Terkini.id, Makassar – Resesi di tengah pandemi menjadi ancaman terbesar bagi perekonomian, termasuk Sulawesi Selatan (Sulsel). Bila tak diantisipasi, hal itu bisa memicu krisis yang berkelanjutan.

Pengamat Ekonomi Universitas Hasanuddin (Unhas? Sanusi Fattah mengatakan kendati ekonomi Sulsel saat ini masih baik, namun bila tak diantisipasi dengan baik maka berpontesi terjadi rawan pangan.

“Misalnya terjadi masalah panen, seperti banjir, itu bisa mempengaruhi hasil panen. Untuk itu harus diantisipasi,” kata Sanusi, Rabu, 23 September 2020.

Menurutnya, pemerintah telah memberikan rambu untuk beraktivitas dengan menerapkan protokol kesehatan Covid-19 saat beraktivitas.

Hal itu, kata dia, bisa mengeliminasi ancaman resesi. Ia pun mengajak masyarakat untuk beraktivitas dengan mengikuti protokol kesehatan.

Menarik untuk Anda:

“Bagaimana melibatkan masyarakat secara luas untuk sama-sama menciptakan ketahanan pangan,” ungkapnya.

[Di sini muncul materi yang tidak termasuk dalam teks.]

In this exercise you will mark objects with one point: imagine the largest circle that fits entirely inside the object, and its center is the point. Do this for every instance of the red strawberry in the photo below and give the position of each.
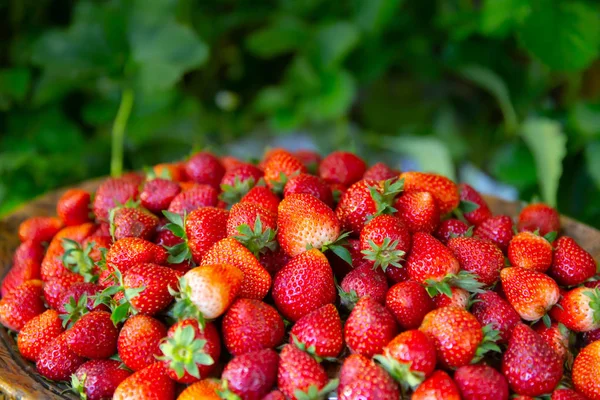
(571, 265)
(482, 212)
(438, 386)
(22, 304)
(320, 332)
(98, 379)
(73, 207)
(252, 375)
(539, 217)
(419, 210)
(190, 352)
(481, 382)
(409, 303)
(205, 168)
(369, 327)
(151, 382)
(361, 378)
(139, 341)
(251, 325)
(542, 292)
(342, 167)
(303, 285)
(93, 336)
(531, 367)
(37, 333)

Lebih jauh, Sanusi mengatakan, bila sebelumnya yang mengerjakan produksi pangan hanya petani, saat ini perlu mengajari masyarakat yang tidak produktif, seperti remaja yang belum masuk dunia kerja dan ibu rumah tangga untuk melakukan pendekatan hidroponik di pekarangan rumah.

“Jadi tidak semata-mata mengandalkan petani konvensional. Tapi bisa dilakukan semua masyarakat,” ujarnya.

Ia pun meminta pemerintah untuk memperkenalkan secara masif ihwal tanaman hidroponik. Bagi yang sudah paham, Sanusi meminta disiapkan sarananya.

Selain itu, lanjut Sanusi, di tengah ancaman resesi pengenalan kepada UMKM untuk intens berjualan di dunia maya juga perlu digalakkan.

“Bisa pasarkan secara online, bila dulu harus kontak langsung, sekarang bisa menggunakan teknologi online untuk transaksi,” ujarnya.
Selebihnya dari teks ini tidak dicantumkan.